The problem is that this is not that kind of book. It is far more Coles than Hauerwas to begin with (8 of the fourteen chapters are written by Coles, and one of them are over 60 pages!). Several of the chapters by Hauerwas have been published elsewhere (in State of the University and Living Gently in a Violent World) and there is only one chapter (and the extremely interesting conversation in the last chapter) where Hauerwas comments on Coles’ text.
So, this is essentially a book by Romand Coles in which he discusses the relation between radical democracy and Christianity, using mostly Hauerwas as a source. Its a bit more than that, but that is what is interesting here. It would not have been as marketable, but a book by Coles that included a ”response” by Hauerwas would have been closer to the truth (and thinner if one would leave out the already published texts by Hauerwas.

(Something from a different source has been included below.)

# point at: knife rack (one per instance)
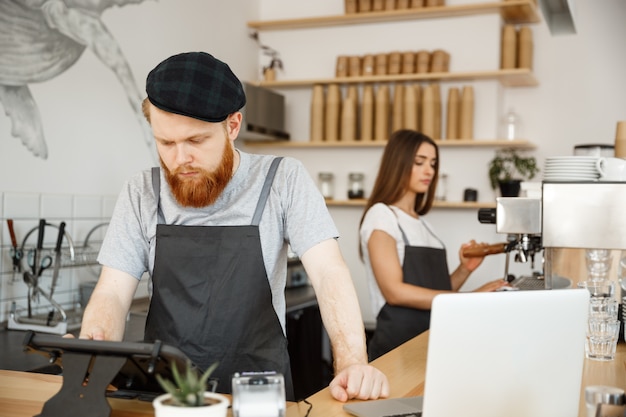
(56, 321)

That said, it is fascinating to read Coles, who does not believe in God, interpreting Hauerwas (and Yoder, Vanier, R. Williams). His readings do open up new perspectives and and serve to place Hauerwas politically in a way that makes Hauerwas’s ecclesiology much clearer. Cole’s discussions of the Christian roots of the radical-democratic tradition is interesting, especially the chapter on Ella Baker – though I have to confess that the 60 page essay on Wolin had me drifting in and out of consciousness.
Read this way, the book is very valuable for anyone interested in the the politics of Hauerwas.